Pryn took the stick and
gouged across a clear space: ‘Main cave, forty-one barrels—auxiliary cave, nine barrels.’
She looked at that a while, rereading it silently, mouthing the words, running them through her mind as she had run her dialogue on the way back to the dormitory last night: ‘Forty-seven?’ ‘Three?’ she said to herself in several tones of voice. ‘Who am I to commit myself to a truth so far from what is expected?’ Over the next few days she could push what she might write closer to what she’d seen. But that would do for now. ‘To write for others,’ she thought, ‘it seems one must be a spy—or a teller of tales.’ She put the stick back in its shell.

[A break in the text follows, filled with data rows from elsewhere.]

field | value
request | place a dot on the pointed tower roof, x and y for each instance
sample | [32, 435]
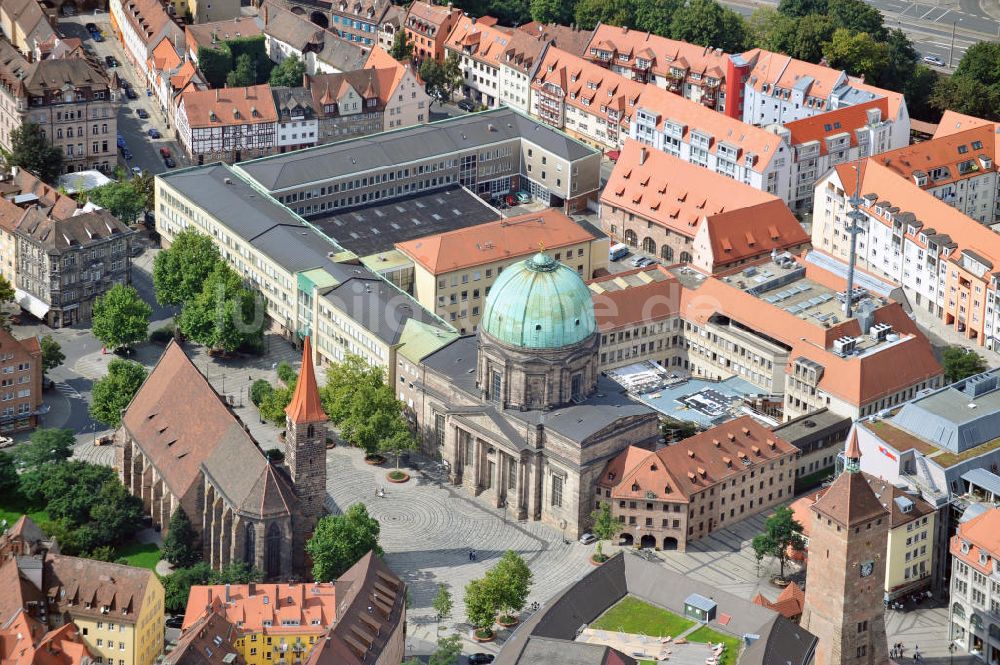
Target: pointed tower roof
[305, 406]
[850, 499]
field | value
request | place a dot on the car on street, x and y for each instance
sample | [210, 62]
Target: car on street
[480, 659]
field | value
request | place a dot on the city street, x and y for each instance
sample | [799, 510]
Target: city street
[145, 150]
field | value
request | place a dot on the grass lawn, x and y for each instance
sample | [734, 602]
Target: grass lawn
[632, 615]
[141, 555]
[11, 509]
[706, 634]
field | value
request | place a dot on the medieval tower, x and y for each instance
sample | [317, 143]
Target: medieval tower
[845, 578]
[305, 443]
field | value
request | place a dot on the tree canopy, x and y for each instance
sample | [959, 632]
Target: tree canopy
[112, 393]
[30, 149]
[180, 271]
[120, 317]
[339, 541]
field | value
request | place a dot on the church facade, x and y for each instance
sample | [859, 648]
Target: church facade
[519, 411]
[180, 446]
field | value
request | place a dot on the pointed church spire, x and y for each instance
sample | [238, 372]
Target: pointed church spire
[852, 456]
[305, 406]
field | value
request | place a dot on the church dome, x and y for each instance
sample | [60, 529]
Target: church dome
[539, 304]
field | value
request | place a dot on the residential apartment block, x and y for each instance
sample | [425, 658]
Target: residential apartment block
[699, 73]
[975, 594]
[72, 101]
[428, 26]
[453, 271]
[227, 124]
[681, 212]
[60, 256]
[910, 554]
[943, 259]
[668, 498]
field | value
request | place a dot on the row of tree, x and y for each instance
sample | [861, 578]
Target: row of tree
[218, 309]
[91, 513]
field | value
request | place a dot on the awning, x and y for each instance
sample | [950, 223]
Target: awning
[31, 303]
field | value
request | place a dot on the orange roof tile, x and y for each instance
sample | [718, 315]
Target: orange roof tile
[305, 406]
[229, 106]
[846, 120]
[495, 241]
[308, 607]
[677, 472]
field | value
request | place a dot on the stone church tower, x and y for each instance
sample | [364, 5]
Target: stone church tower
[305, 443]
[845, 579]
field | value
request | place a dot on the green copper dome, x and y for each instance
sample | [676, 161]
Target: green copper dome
[539, 304]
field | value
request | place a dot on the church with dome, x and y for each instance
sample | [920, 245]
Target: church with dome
[519, 410]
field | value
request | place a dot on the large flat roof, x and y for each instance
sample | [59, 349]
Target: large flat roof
[409, 144]
[372, 228]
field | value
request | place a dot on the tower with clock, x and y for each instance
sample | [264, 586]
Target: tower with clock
[845, 578]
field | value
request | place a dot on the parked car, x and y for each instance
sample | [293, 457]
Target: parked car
[480, 659]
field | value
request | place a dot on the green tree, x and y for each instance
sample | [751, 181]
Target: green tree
[857, 16]
[812, 32]
[121, 199]
[215, 63]
[244, 74]
[512, 579]
[482, 601]
[655, 16]
[177, 585]
[179, 273]
[800, 8]
[8, 475]
[448, 652]
[782, 533]
[402, 47]
[31, 150]
[52, 355]
[857, 52]
[589, 13]
[113, 393]
[707, 23]
[46, 446]
[605, 527]
[340, 541]
[178, 546]
[290, 71]
[443, 603]
[960, 363]
[769, 29]
[120, 317]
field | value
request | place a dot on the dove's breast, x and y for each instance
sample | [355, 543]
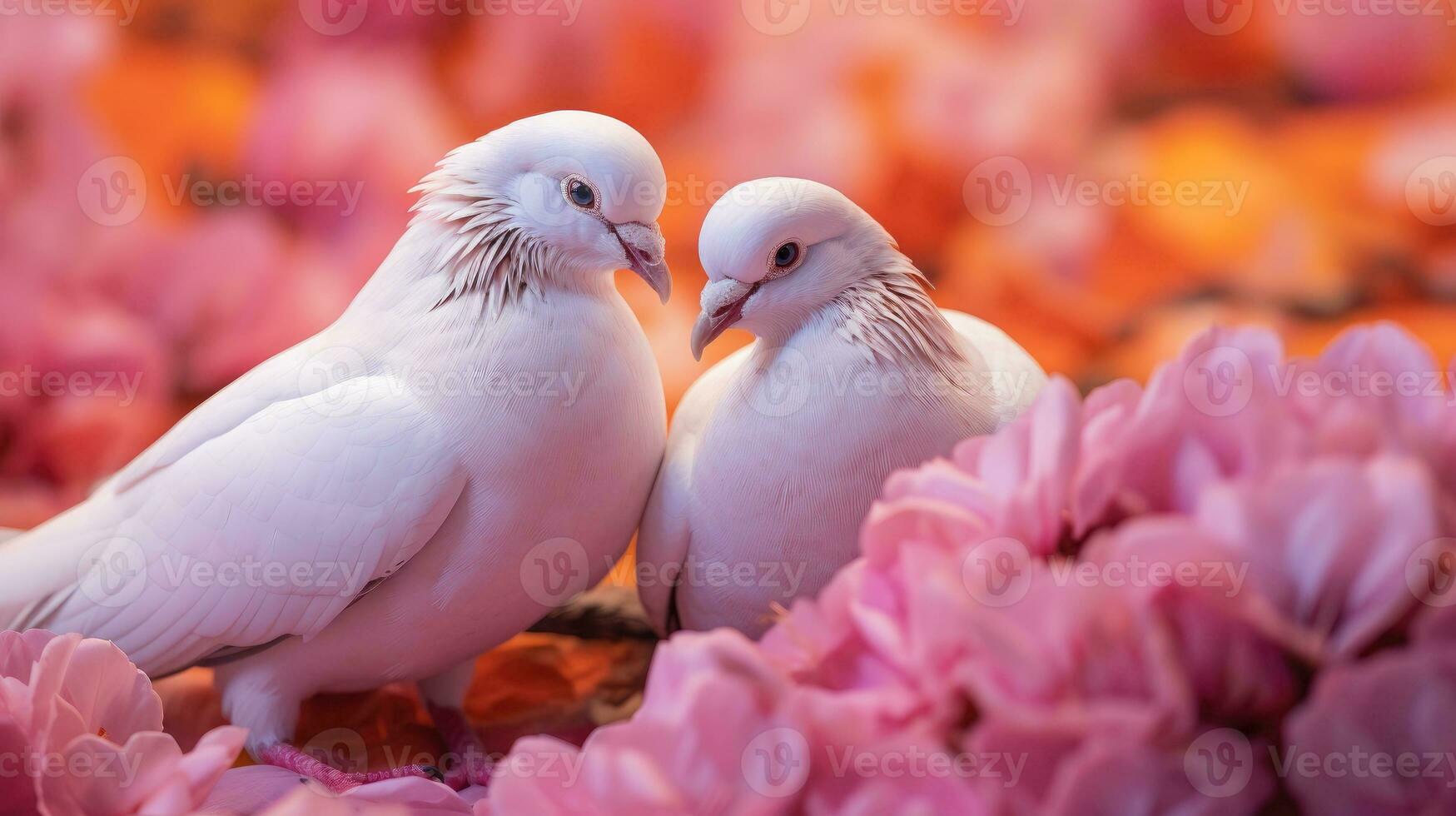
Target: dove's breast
[791, 458]
[561, 425]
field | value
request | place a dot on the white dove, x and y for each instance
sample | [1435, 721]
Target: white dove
[472, 442]
[777, 454]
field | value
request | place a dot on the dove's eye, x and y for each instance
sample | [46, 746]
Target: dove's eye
[787, 258]
[579, 192]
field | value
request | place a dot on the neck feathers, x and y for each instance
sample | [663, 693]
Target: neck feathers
[892, 315]
[478, 246]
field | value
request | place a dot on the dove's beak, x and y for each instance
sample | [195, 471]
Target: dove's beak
[645, 254]
[723, 306]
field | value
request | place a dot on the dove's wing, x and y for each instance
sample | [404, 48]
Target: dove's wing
[664, 536]
[1015, 376]
[266, 530]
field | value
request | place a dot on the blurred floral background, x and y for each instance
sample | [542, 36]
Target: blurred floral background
[188, 187]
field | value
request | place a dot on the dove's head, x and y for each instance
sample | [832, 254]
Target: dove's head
[778, 251]
[583, 187]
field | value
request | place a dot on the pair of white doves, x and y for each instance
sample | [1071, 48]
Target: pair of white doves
[340, 519]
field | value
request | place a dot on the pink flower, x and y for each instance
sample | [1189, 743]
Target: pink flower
[1378, 736]
[1113, 592]
[82, 734]
[276, 792]
[713, 704]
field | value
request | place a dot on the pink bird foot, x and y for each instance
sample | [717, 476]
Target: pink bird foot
[470, 764]
[293, 759]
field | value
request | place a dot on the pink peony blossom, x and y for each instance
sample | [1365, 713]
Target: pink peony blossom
[1378, 736]
[81, 732]
[276, 792]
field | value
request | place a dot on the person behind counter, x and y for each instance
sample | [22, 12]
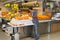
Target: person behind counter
[35, 21]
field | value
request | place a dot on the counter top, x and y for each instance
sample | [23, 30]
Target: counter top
[44, 21]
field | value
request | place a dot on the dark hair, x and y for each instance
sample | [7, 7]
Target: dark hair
[0, 8]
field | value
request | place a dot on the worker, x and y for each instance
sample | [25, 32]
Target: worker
[35, 21]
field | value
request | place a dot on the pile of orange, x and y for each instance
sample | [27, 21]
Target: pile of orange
[17, 17]
[43, 17]
[4, 14]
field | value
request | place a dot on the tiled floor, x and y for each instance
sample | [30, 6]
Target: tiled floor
[51, 36]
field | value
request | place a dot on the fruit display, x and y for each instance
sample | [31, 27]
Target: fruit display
[7, 15]
[43, 17]
[18, 16]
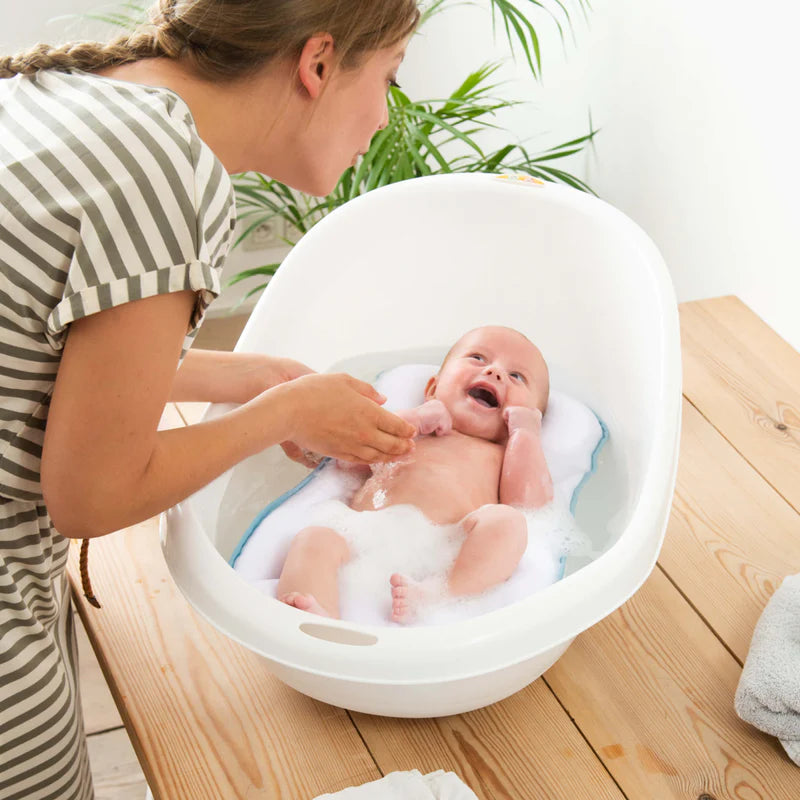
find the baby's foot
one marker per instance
(409, 596)
(305, 602)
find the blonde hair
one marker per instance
(229, 39)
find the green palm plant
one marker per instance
(423, 137)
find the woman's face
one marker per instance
(345, 116)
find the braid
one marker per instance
(86, 583)
(160, 37)
(86, 56)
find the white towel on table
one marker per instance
(413, 785)
(768, 695)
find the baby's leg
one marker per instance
(496, 538)
(310, 576)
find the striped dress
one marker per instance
(107, 195)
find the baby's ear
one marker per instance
(430, 387)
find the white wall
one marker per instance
(697, 105)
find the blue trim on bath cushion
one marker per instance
(592, 469)
(271, 507)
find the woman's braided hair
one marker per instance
(227, 39)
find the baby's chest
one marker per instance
(470, 461)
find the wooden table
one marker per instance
(640, 706)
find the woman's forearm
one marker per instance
(182, 461)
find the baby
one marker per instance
(478, 460)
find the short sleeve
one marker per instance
(152, 207)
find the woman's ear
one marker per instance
(430, 387)
(316, 63)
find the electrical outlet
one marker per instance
(265, 236)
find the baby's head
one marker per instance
(487, 370)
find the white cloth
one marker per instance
(571, 434)
(768, 695)
(413, 785)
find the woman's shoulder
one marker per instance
(116, 112)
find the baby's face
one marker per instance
(486, 371)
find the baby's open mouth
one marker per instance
(486, 397)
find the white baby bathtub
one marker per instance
(415, 265)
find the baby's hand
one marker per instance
(520, 418)
(433, 417)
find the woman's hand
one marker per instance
(340, 416)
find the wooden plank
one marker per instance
(732, 538)
(205, 717)
(746, 381)
(189, 695)
(191, 412)
(652, 689)
(221, 333)
(522, 747)
(115, 771)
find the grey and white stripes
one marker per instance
(107, 195)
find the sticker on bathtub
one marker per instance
(521, 180)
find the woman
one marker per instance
(116, 213)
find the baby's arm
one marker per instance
(431, 417)
(525, 480)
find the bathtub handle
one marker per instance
(330, 633)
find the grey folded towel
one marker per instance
(768, 695)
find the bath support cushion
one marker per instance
(572, 436)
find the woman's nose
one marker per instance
(385, 118)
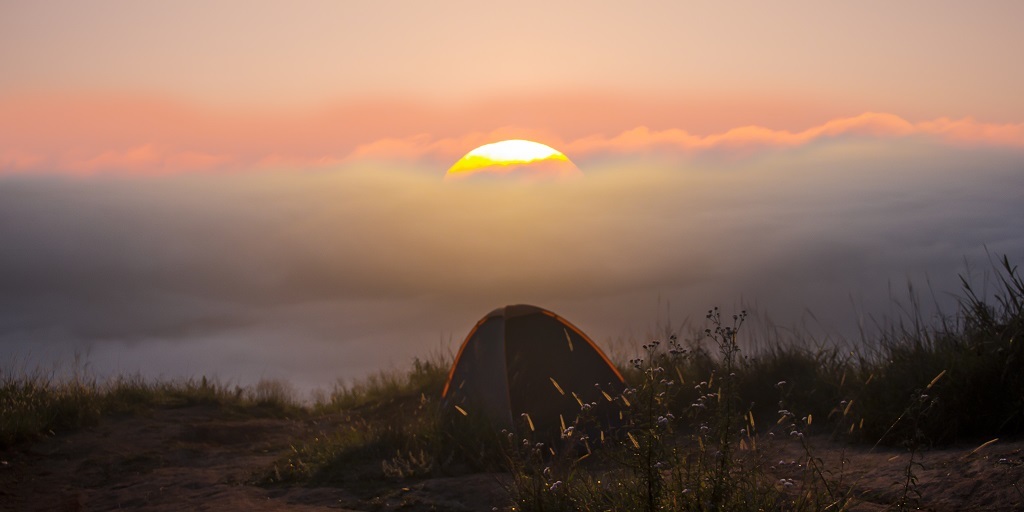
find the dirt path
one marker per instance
(202, 458)
(199, 459)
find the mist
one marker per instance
(316, 275)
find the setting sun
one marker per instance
(515, 157)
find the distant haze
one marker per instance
(312, 276)
(252, 189)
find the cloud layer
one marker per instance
(315, 275)
(96, 135)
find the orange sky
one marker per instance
(125, 87)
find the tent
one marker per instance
(524, 359)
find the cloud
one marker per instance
(90, 136)
(313, 275)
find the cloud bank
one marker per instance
(313, 275)
(124, 136)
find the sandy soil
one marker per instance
(207, 459)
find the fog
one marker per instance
(312, 276)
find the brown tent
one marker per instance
(522, 358)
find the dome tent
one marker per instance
(524, 359)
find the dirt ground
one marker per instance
(202, 458)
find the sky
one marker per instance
(253, 189)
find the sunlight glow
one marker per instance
(509, 156)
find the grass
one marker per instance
(33, 406)
(698, 414)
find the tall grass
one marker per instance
(698, 414)
(36, 404)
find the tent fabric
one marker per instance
(525, 359)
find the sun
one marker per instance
(514, 158)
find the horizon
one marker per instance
(198, 189)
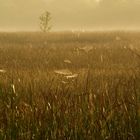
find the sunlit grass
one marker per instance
(60, 86)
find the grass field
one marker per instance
(70, 86)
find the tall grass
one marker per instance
(98, 98)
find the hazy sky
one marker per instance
(70, 14)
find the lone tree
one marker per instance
(45, 21)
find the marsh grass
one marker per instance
(49, 91)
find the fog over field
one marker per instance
(70, 14)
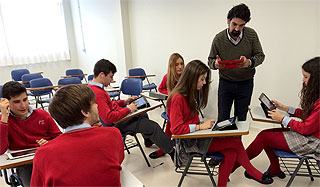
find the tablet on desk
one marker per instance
(229, 124)
(142, 102)
(21, 153)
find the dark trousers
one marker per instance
(149, 129)
(238, 92)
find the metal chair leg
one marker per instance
(295, 171)
(144, 155)
(185, 170)
(309, 170)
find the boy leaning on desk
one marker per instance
(22, 126)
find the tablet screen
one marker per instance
(266, 101)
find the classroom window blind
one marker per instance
(32, 31)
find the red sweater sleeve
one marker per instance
(163, 85)
(109, 111)
(179, 113)
(3, 137)
(311, 125)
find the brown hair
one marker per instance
(68, 103)
(172, 77)
(310, 93)
(187, 86)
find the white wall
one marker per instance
(288, 32)
(101, 35)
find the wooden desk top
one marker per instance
(243, 129)
(140, 76)
(153, 105)
(5, 163)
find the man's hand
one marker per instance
(5, 110)
(217, 63)
(245, 64)
(130, 99)
(41, 141)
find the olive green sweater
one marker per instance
(249, 46)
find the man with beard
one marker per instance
(237, 42)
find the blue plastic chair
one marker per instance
(69, 80)
(141, 72)
(16, 74)
(76, 72)
(26, 78)
(284, 154)
(90, 77)
(38, 83)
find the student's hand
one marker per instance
(97, 124)
(217, 63)
(207, 125)
(133, 107)
(276, 115)
(280, 105)
(130, 99)
(41, 141)
(4, 106)
(245, 63)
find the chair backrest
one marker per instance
(131, 86)
(29, 77)
(90, 77)
(17, 74)
(69, 80)
(75, 72)
(1, 91)
(41, 82)
(137, 72)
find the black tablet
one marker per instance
(142, 102)
(229, 124)
(267, 102)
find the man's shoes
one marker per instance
(156, 154)
(148, 142)
(265, 179)
(281, 175)
(214, 162)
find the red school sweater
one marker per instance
(22, 133)
(85, 157)
(180, 115)
(163, 85)
(311, 126)
(109, 111)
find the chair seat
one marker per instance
(149, 86)
(164, 116)
(284, 154)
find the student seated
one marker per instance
(300, 137)
(183, 106)
(22, 126)
(83, 155)
(112, 111)
(175, 68)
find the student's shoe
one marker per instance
(214, 162)
(156, 154)
(148, 142)
(281, 175)
(265, 179)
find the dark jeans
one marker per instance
(24, 172)
(238, 92)
(149, 129)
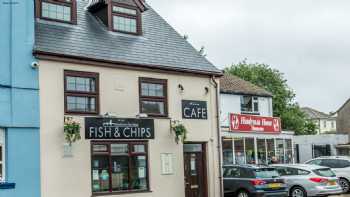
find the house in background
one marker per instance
(250, 133)
(326, 123)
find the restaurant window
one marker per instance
(239, 151)
(2, 155)
(250, 150)
(271, 155)
(227, 147)
(126, 19)
(153, 97)
(81, 92)
(261, 144)
(119, 167)
(250, 104)
(57, 10)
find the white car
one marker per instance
(340, 165)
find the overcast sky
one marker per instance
(307, 40)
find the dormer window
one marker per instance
(57, 10)
(126, 19)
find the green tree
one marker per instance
(284, 104)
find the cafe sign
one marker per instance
(119, 128)
(248, 123)
(194, 109)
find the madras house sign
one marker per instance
(118, 128)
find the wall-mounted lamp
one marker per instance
(206, 90)
(181, 88)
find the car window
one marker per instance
(315, 162)
(231, 172)
(266, 173)
(325, 172)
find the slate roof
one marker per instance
(160, 46)
(231, 84)
(314, 114)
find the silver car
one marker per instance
(309, 180)
(340, 165)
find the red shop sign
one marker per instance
(247, 123)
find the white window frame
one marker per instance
(3, 162)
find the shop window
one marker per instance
(2, 155)
(239, 151)
(261, 143)
(249, 104)
(126, 19)
(271, 155)
(153, 97)
(57, 10)
(81, 92)
(119, 167)
(289, 151)
(227, 148)
(250, 150)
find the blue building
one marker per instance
(19, 102)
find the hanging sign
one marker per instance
(248, 123)
(119, 128)
(194, 109)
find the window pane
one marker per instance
(239, 151)
(261, 151)
(139, 148)
(271, 151)
(55, 11)
(227, 151)
(100, 173)
(249, 150)
(124, 10)
(81, 84)
(119, 149)
(153, 107)
(124, 24)
(139, 173)
(81, 104)
(149, 89)
(120, 173)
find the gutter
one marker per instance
(216, 86)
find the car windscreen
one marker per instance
(325, 172)
(266, 173)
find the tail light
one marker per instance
(319, 180)
(258, 182)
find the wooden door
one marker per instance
(195, 170)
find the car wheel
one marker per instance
(345, 185)
(243, 193)
(297, 192)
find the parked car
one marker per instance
(340, 166)
(253, 180)
(309, 180)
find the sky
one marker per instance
(307, 40)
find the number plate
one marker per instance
(275, 185)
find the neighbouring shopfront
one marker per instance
(256, 140)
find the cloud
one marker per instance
(308, 40)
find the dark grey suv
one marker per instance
(253, 181)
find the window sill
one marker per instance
(119, 193)
(7, 185)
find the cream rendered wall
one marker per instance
(71, 176)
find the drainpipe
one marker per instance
(216, 86)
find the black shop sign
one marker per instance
(194, 109)
(119, 128)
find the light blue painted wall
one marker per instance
(19, 98)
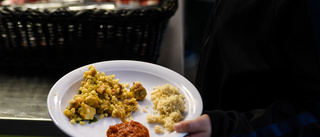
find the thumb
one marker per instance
(199, 124)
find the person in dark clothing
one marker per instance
(259, 71)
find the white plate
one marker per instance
(150, 75)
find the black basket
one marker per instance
(68, 39)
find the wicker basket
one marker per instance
(67, 39)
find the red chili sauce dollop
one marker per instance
(128, 129)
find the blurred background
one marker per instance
(196, 15)
(23, 92)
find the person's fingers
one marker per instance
(199, 124)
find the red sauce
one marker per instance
(128, 129)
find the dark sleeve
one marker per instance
(282, 118)
(259, 71)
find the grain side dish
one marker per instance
(169, 104)
(103, 95)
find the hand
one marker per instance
(199, 127)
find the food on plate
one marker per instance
(158, 129)
(128, 129)
(103, 95)
(169, 104)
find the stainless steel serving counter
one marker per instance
(23, 93)
(23, 109)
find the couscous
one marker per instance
(169, 104)
(102, 95)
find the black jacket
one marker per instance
(259, 71)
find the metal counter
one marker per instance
(23, 96)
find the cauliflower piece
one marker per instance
(87, 112)
(138, 91)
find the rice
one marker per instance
(169, 104)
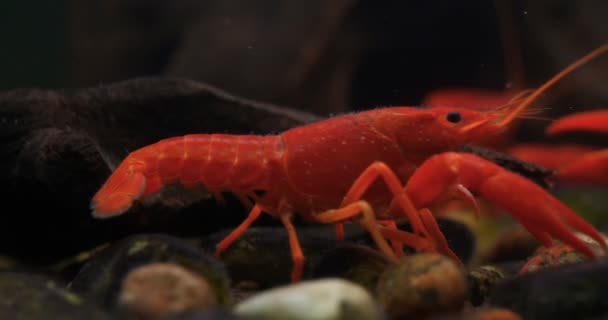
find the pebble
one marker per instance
(159, 289)
(327, 299)
(422, 284)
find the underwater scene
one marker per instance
(183, 160)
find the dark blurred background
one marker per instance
(322, 56)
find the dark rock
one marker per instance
(102, 277)
(481, 280)
(563, 292)
(61, 145)
(35, 296)
(213, 314)
(459, 236)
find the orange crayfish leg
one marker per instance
(381, 170)
(254, 214)
(369, 222)
(296, 250)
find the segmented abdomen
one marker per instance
(218, 161)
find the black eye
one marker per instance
(454, 117)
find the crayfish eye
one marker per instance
(454, 116)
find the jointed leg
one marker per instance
(369, 175)
(396, 244)
(436, 234)
(296, 250)
(236, 233)
(371, 224)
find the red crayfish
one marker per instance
(373, 166)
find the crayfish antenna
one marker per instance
(534, 95)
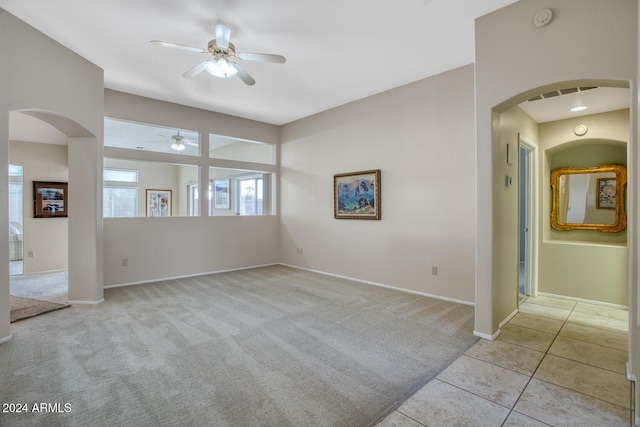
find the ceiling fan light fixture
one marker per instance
(221, 68)
(178, 146)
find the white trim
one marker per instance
(487, 336)
(509, 317)
(100, 301)
(382, 285)
(586, 301)
(186, 276)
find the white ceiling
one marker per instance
(337, 52)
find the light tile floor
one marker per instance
(556, 363)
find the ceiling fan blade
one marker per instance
(195, 70)
(244, 76)
(178, 46)
(223, 34)
(266, 57)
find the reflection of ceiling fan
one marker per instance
(178, 142)
(223, 55)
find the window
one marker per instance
(250, 196)
(123, 175)
(120, 202)
(120, 193)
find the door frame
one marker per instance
(531, 216)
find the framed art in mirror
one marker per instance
(589, 198)
(49, 199)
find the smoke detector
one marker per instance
(542, 18)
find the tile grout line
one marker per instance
(546, 352)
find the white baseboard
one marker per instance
(487, 336)
(186, 276)
(509, 317)
(100, 301)
(586, 301)
(382, 285)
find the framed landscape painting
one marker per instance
(49, 199)
(356, 195)
(158, 202)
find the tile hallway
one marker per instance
(556, 363)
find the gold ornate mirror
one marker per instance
(589, 198)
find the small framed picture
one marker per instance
(221, 194)
(356, 195)
(606, 193)
(158, 202)
(49, 199)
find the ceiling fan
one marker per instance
(178, 142)
(223, 55)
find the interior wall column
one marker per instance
(85, 221)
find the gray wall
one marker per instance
(421, 136)
(70, 96)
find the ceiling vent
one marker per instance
(561, 92)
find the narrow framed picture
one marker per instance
(221, 194)
(356, 195)
(49, 199)
(158, 202)
(606, 193)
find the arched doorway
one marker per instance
(84, 252)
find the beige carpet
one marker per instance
(270, 346)
(24, 308)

The wax was covered almost equally with her own and Yrnik’s markings. (In the bottom corner were some of Tetya’s practicing’s, in signs notably larger.) Bushels of barley, barrels of beer; names of fields, numbers of workers; names of workers, numbers of barrels; names of customers, numbers of orders; comments on qualities of rope, quantities of carrots, amounts of crockery for the cating hall, numbers of pruning hooks for the orchards. Notes Yrnik decided to keep more than a few days, Pryn would transcribe on clay tablets that it was also her job to flatten, carry out to dry, and bring in to stack against the barracks wall. Sometimes she remembered har’Jade, with new sympathy for a secretary’s job—for ‘Yrnik’s secretary/Tetya’s tutor’ was Pryn’s official, double title. When the wax on the board was melted with the lamp and pressed flat, now with the thumb, now with the hand’s heel, frequently it retained ghosts of old characters within its translucence. Still on the board were the half-legible memories of more than a year’s production. Surface and ghosts together waited for new inscriptions.